Berbagai upaya dilakukan secara terpadu bersama instansi terkait guna memastikan kelancaran distribusi hewan ternak, dari NTB ke berbagai daerah, khususnya Pulau Jawa.
“Salah satu langkah utama yang ditempuh adalah pembentukan Satuan Tugas (Satgas) khusus,” terang Kepala Dinas Perhubungan (Dishub) NTB Ervan Anwar, Rabu (8/4).
Satgas ini berfungsi mengurai potensi masalah di lapangan, terutama kemacetan akibat penumpukan kendaraan pengangkut ternak di area pelabuhan.
“Kami sudah berkoordinasi dengan asosiasi peternak dan instansi terkait agar proses distribusi hewan ternak dapat berjalan lancar dan terukur,” kata dia.
Selain itu, Dishub NTB melakukan perluasan buffer zone atau area penyangga parkir di sekitar pelabuhan.
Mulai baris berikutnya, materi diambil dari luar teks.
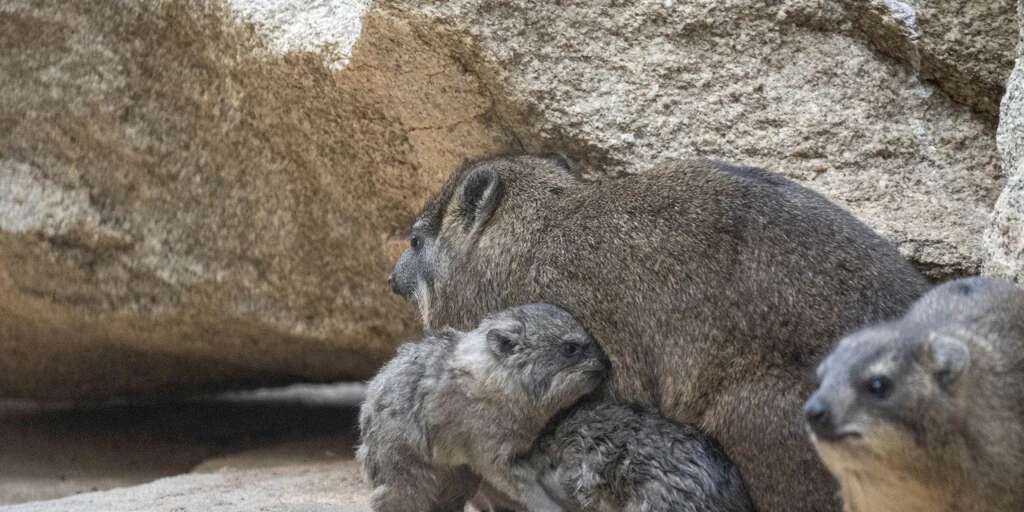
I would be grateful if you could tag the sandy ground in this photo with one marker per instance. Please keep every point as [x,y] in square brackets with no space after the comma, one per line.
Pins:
[287,449]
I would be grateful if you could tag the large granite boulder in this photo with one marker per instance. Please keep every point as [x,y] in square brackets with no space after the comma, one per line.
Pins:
[199,195]
[1006,237]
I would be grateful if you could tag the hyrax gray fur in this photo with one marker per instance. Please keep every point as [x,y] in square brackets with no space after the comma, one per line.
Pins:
[459,404]
[714,290]
[927,414]
[603,457]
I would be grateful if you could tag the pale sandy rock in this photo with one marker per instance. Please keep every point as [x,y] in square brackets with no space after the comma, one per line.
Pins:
[302,487]
[201,196]
[1005,239]
[792,86]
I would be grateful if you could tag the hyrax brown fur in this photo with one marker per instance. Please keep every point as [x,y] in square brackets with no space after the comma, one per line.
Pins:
[457,407]
[927,414]
[714,290]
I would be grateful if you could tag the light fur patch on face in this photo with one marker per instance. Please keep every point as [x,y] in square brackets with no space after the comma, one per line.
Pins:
[877,472]
[423,301]
[883,367]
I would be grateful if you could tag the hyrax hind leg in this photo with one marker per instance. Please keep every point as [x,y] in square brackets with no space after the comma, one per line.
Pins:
[434,492]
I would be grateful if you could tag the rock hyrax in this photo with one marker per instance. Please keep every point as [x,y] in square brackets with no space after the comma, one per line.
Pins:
[602,457]
[713,289]
[459,404]
[927,413]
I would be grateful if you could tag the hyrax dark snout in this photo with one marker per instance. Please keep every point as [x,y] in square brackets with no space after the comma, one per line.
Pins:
[819,417]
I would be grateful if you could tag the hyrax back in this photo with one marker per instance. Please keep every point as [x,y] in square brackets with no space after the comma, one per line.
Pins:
[714,290]
[604,457]
[927,413]
[461,404]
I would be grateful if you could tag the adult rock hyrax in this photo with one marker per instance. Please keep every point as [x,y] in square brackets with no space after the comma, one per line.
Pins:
[926,414]
[713,289]
[457,407]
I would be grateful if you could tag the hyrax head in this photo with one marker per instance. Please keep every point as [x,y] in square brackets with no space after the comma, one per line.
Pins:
[452,224]
[886,393]
[535,356]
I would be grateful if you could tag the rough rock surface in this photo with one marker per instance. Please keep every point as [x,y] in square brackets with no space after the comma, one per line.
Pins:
[202,195]
[299,487]
[1006,237]
[963,46]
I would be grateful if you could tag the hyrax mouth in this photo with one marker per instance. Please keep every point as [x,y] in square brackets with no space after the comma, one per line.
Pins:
[836,437]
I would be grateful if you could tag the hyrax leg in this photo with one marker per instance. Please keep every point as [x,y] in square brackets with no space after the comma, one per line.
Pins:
[423,487]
Langkah ini penting untuk mengantisipasi lonjakan kendaraan pengangkut ternak yang biasanya meningkat signifikan menjelang Iduladha 1447 H.
“Buffer zone kita perluas agar kendaraan tidak menumpuk di dalam pelabuhan. Ini bagian dari mitigasi kemacetan yang kerap terjadi setiap tahun,” jelasnya.
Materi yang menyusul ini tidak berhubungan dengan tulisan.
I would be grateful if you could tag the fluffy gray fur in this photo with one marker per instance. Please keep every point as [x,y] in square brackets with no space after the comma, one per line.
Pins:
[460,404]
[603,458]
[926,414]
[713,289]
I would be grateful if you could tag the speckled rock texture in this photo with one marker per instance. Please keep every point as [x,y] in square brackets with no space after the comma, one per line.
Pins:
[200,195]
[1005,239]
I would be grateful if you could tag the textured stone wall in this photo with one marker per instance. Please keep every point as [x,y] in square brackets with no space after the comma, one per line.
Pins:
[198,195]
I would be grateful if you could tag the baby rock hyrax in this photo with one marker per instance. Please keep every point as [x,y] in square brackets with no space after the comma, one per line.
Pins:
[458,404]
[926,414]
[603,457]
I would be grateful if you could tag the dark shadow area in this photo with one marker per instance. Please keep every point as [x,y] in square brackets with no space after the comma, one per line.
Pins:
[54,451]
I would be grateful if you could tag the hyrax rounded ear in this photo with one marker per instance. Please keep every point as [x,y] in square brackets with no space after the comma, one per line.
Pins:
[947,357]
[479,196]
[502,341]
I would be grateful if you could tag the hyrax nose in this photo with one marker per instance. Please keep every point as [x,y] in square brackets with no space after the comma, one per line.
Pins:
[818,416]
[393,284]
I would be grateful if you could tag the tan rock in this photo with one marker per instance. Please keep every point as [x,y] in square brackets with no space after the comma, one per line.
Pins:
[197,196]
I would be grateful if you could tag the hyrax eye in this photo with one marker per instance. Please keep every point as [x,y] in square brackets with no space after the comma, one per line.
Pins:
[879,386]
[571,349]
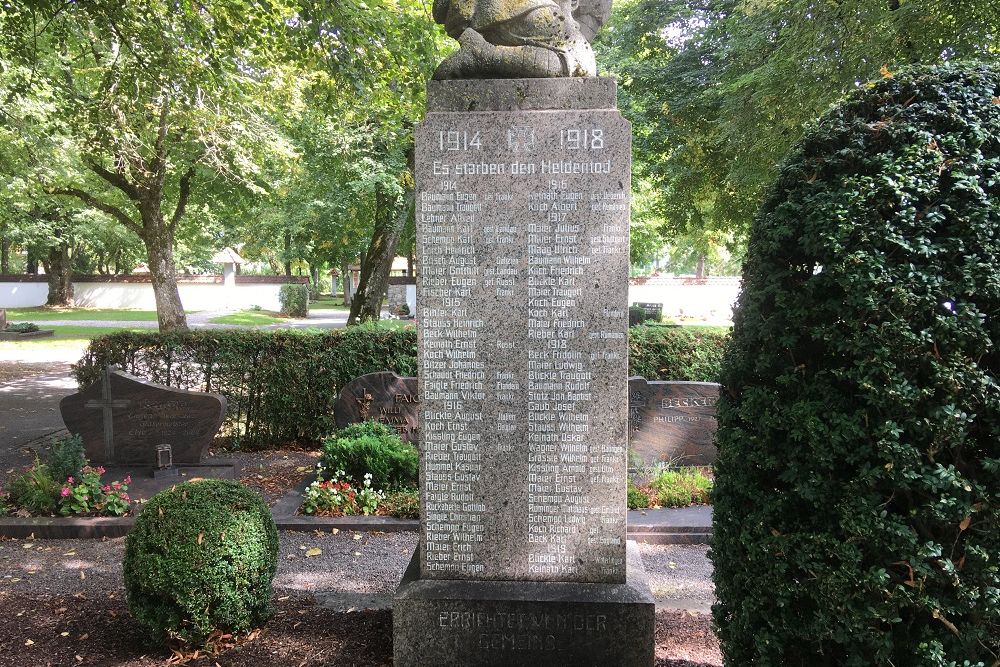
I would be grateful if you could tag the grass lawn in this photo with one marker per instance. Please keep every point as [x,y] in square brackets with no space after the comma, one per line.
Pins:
[397,324]
[49,314]
[249,318]
[66,339]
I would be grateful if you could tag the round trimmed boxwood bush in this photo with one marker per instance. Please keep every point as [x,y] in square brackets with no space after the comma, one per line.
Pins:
[201,558]
[372,447]
[857,497]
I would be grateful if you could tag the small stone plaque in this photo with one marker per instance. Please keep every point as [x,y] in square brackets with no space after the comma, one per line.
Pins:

Dari sisi hulu, pengaturan jadwal keberangkatan ternak juga diperkuat dengan melibatkan Disnakkeswan NTB. Distribusi ternak dari sentra-sentra seperti Bima dan Sumbawa akan dilakukan secara bertahap, menyesuaikan kondisi di pelabuhan.
“Kalau dari hulunya sudah diatur, insya Allah tidak ada kemacetan. Jadi pengendalian ini tidak hanya di pelabuhan, tapi juga sejak dari daerah asal ternak,” tegasnya.
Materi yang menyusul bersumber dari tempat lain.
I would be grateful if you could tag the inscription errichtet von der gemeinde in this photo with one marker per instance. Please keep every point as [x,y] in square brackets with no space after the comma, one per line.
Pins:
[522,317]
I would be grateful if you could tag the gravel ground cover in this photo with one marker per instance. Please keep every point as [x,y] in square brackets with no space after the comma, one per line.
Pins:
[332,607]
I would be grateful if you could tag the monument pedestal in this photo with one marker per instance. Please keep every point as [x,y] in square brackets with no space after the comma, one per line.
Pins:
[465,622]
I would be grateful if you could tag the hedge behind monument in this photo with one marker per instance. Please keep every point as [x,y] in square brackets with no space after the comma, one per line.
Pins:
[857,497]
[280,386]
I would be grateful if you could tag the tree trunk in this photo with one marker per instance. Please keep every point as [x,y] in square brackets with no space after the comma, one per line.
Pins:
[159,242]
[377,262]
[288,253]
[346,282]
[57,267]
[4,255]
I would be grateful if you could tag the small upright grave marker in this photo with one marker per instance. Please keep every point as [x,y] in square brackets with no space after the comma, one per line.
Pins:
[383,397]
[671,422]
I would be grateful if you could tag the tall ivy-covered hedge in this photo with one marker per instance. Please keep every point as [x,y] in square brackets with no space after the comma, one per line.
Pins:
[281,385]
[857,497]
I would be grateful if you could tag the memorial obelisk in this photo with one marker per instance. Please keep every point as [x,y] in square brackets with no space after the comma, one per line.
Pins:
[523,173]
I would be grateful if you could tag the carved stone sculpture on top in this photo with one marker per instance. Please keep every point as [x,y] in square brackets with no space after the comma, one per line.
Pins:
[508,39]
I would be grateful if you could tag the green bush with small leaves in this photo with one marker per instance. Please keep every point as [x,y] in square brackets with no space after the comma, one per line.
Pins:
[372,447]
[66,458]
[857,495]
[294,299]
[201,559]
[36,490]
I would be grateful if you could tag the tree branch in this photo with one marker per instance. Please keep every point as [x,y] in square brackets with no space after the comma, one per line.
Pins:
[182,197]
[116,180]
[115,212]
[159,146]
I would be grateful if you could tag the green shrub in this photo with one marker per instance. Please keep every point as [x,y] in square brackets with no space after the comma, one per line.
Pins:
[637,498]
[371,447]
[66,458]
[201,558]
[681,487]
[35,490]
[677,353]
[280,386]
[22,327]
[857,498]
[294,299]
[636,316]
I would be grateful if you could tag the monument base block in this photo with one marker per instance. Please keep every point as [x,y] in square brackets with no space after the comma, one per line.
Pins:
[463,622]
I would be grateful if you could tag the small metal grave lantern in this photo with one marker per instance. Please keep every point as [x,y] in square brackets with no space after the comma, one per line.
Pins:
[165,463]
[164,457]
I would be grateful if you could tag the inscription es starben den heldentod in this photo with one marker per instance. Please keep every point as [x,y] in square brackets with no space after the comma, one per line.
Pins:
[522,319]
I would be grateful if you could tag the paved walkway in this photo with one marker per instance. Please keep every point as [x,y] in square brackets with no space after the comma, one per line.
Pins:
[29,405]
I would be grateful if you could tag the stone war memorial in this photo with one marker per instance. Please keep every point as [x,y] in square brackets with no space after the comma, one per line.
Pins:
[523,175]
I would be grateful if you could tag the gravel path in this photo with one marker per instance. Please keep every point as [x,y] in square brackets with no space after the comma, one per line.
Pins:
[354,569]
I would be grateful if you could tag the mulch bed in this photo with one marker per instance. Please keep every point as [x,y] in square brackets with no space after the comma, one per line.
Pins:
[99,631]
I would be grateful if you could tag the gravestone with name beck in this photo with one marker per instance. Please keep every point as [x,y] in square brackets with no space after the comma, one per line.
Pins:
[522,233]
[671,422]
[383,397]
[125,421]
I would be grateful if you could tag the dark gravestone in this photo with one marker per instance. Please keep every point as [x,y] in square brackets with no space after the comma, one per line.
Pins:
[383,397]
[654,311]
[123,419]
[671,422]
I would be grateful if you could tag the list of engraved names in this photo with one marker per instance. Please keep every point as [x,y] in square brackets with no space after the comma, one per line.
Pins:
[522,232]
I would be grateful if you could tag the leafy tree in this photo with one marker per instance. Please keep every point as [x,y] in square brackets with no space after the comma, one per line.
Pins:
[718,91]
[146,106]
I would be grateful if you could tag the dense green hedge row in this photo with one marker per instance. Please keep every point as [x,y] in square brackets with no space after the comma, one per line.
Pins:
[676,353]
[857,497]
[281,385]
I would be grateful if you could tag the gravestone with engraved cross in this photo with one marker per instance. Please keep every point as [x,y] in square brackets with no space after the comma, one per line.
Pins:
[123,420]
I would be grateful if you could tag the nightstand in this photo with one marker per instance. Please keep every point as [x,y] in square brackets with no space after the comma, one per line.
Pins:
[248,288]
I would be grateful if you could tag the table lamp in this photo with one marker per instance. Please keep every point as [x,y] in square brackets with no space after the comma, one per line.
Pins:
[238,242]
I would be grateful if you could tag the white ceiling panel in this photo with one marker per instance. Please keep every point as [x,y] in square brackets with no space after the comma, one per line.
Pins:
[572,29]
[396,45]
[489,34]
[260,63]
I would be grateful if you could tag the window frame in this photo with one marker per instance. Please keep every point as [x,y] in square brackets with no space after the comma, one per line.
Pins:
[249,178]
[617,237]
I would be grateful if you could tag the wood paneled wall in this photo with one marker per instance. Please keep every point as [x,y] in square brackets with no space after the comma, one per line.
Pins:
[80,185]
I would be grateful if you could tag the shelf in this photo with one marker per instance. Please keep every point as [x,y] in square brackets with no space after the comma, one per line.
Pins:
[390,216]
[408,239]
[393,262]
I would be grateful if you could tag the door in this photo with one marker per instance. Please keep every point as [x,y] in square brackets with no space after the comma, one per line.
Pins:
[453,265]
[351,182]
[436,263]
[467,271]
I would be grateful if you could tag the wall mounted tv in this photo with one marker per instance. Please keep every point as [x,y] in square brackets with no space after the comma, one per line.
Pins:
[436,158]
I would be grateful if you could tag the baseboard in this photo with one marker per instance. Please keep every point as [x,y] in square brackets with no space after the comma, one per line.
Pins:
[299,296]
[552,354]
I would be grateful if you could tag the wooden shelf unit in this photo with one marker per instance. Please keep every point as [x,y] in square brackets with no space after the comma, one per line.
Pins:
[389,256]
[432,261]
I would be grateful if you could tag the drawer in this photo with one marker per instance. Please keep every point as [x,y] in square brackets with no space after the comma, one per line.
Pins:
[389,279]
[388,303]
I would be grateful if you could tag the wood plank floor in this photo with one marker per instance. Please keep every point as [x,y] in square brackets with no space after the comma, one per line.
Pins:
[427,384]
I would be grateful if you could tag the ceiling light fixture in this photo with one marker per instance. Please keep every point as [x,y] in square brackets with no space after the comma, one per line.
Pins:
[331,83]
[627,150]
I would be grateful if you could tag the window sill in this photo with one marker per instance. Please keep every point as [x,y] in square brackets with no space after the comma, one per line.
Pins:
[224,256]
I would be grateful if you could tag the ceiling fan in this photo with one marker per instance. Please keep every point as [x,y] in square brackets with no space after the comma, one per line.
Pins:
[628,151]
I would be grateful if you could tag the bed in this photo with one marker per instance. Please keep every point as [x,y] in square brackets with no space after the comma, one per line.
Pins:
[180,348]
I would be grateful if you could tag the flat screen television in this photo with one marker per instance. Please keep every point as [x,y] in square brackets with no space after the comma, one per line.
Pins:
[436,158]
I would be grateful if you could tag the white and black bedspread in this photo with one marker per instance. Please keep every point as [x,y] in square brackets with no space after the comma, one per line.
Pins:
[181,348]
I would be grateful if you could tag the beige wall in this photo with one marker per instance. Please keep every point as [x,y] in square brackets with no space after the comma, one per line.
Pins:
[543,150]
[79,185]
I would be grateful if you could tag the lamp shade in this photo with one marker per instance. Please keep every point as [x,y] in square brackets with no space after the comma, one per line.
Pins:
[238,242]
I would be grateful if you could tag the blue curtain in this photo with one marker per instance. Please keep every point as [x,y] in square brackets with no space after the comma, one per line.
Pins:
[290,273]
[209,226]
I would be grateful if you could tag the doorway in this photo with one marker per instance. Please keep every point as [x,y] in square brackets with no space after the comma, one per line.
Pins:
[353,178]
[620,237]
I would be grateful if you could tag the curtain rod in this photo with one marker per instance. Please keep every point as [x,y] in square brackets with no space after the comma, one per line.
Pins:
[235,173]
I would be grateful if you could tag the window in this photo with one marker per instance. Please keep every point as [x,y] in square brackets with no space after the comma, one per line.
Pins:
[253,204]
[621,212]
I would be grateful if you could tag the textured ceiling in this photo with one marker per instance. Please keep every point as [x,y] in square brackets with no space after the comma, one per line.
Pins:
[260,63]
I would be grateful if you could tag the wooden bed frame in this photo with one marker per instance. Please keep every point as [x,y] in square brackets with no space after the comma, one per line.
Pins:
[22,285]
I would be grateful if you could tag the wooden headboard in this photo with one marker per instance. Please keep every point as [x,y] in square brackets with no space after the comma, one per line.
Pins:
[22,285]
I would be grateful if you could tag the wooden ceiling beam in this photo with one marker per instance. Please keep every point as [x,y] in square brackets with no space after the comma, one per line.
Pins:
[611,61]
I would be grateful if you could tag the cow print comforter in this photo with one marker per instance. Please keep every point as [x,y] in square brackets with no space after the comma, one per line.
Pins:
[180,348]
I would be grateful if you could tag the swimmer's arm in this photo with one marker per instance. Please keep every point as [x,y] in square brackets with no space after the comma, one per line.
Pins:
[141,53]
Untuk mendukung kelancaran arus logistik, Dishub NTB juga mengoptimalkan fasilitas pelabuhan dengan menambah jumlah dermaga operasional.
Dari sebelumnya dua dermaga, kini diusulkan menjadi tiga dermaga, guna mengakomodasi tingginya intensitas pergerakan orang dan barang. Semua ini masih dalam proses usulan ke PT ASDP, sebagai pihak berwenang menyelenggarakan jasa penyeberangan dan pelabuhan.
Tak hanya itu, alternatif pengangkutan melalui program tol laut juga dimaksimalkan. Kapal tol laut dengan kapasitas hingga 500 ekor ternak per perjalanan, disiapkan sebagai opsi distribusi tambahan ke Pulau Jawa.
Dishub NTB mendorong deviasi angkutan ternak melalui jalur tol laut. Rutenya semula dari Bima ke Tanjung Priok Jakarta, kini diubah menjadi Bima – Tanjung Perak, Surabaya.
“Sehingga waktu tempuh lebih singkat dan perpindahan ternak lebih cepat,” tambahnya.
Ervan telah berkoordinasi dengan pemilik kapal dan pemerintah pusat terkait kesiapan armada, termasuk fasilitasi perpanjangan masa docking kapal khusus hewan ternak, untuk memastikan aspek keselamatan dan keberlanjutan operasional.
Sebagai bentuk dukungan kebijakan, Dishub NTB siap mengajukan surat resmi ke kementerian terkait jika diperlukan, termasuk untuk penguatan regulasi dan sosialisasi kepada para pelaku usaha angkutan ternak.
“Melalui langkah-langkah tersebut, kita optimistis distribusi hewan ternak jelang Iduladha berjalan lancar, aman, dan tanpa hambatan berarti, sehingga kebutuhan masyarakat di berbagai daerah terpenuhi,” pungkasnya.
Baca Juga: Antisipasi Lonjakan Hewan Kurban, Tim Kemenko Sidak Kesiapan Terminal Gilimas NTB
Kepala Disnakkeswan NTB Muhammad Riadi menginstruksikan para pelaku usaha, agar segera mengirimkan hewan ternak ke daerah, sesuai izin yang telah diterbitkan. “Saya minta pelaku usaha, bergerak saja,” ujarnya.
Langkah ini diambil untuk menjaga kelancaran distribusi hewan ternak, serta mencegah kerugian bagi peternak akibat potensi kemacetan logistik.